Back to Reality - Canada. I said in a previous entry that we're f*cked. And, I think, in part because of this all-or-nothing thinking. The hatred towards DT down south is strong - but, if you do a bit of quantum thinking, and look from the point of view that "life happens for you and not to you" (another Tony Robbins teaching), how could his presidency (which I truly have no control over) benefit me? Well, I am definitely getting a clear vision of what it means to be a Canadian. And, I am teaching it to my ESL students. I am determined to find a way to honour my fellow Canadians and support them wherever I can. I will persevere to impact whoever I can and be a positive influence in the world around me. I will pray for the leadership in the USA and Canada - that if things are going off the rails and those in power are becoming consumed with power for their own greed, to strengthen those that are about community and not self, who can influence the greed and power for the good of all. Not just the one.

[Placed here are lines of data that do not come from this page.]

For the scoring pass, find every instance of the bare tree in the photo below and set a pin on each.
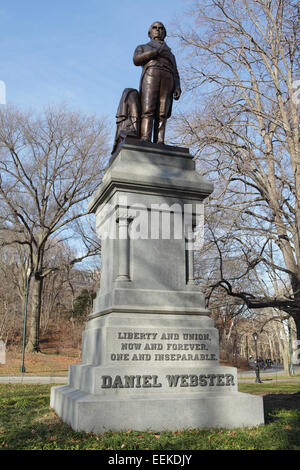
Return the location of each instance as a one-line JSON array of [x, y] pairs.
[[50, 165], [243, 57]]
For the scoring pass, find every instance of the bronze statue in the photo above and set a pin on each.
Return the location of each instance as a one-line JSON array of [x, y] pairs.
[[159, 84], [128, 116]]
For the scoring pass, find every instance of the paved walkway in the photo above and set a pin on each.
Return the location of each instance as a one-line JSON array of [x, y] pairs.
[[33, 379]]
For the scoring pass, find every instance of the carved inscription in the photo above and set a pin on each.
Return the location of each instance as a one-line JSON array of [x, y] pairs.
[[146, 346], [173, 381]]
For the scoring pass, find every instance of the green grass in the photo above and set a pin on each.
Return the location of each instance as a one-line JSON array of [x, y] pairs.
[[27, 422]]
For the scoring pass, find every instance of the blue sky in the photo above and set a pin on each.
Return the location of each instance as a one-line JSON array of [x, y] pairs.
[[74, 51]]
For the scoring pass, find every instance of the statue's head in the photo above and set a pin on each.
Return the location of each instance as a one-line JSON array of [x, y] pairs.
[[157, 31]]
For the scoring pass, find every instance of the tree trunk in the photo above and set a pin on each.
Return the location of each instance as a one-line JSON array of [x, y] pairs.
[[296, 317], [33, 344]]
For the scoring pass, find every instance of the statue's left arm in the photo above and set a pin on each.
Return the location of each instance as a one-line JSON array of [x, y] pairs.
[[177, 89]]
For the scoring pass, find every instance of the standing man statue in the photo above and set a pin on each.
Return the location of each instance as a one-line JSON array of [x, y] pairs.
[[159, 83]]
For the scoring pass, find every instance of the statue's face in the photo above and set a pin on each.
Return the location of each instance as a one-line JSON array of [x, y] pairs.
[[157, 31]]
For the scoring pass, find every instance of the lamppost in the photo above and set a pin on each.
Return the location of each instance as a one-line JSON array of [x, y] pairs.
[[257, 379], [28, 276]]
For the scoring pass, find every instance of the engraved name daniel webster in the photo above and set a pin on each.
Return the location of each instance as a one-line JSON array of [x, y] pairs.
[[177, 380]]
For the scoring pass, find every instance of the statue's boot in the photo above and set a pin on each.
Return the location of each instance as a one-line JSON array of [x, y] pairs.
[[146, 128], [159, 131]]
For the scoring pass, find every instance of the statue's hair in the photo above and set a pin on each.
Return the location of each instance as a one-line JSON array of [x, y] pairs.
[[159, 23]]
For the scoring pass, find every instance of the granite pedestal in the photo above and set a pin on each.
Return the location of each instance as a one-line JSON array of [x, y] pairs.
[[150, 355]]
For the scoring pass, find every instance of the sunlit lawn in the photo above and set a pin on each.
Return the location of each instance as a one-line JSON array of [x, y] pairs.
[[27, 422]]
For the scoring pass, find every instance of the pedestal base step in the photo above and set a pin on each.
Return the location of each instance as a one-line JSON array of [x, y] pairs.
[[90, 413]]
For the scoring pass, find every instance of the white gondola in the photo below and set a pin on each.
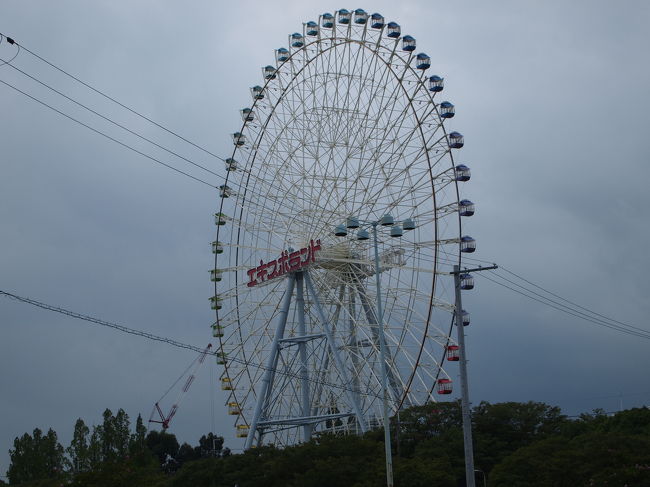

It almost sounds like I'm taking on socialist concepts! Or maybe, even Marxist or Communistic beliefs!! But, I don't think so - I do believe in working for progress, using individual gifts and abilities. I do believe that we are NOT equal, though as a human we are. Some are stronger, some have more business acumen, some know how to manage better and inspire better. We each have our own gifts; in that we are not equal. But as humanity, a person, like Shylock says - "If you prick us, do we not bleed? If you tickle us, do we not laugh? if you poison us, do we not die?" All people need the same to live. Air. Health. Love. Respect. Compassion. However, one thing that does not get enough credit is that we all, also, need community. We are a village. None of us have been created to live on an island. And, as that village gets bigger and bigger, problems arise. Is that good? I don't know. It makes it much easier to lose track of those on the peripheral, to have people fall through the cracks and no one notices.
To be continued ... from my perspective, what is the reality for Canada today? What is the reality for the USA? for the world? and I know these are all a singular perspective - mine. But I will do my best to engage in Quantum Thinking as I reflect on these three areas and come to some kind of conclusion.
A good time to stop for a bit. To regroup my thoughts. Where to go from here? Observations are good.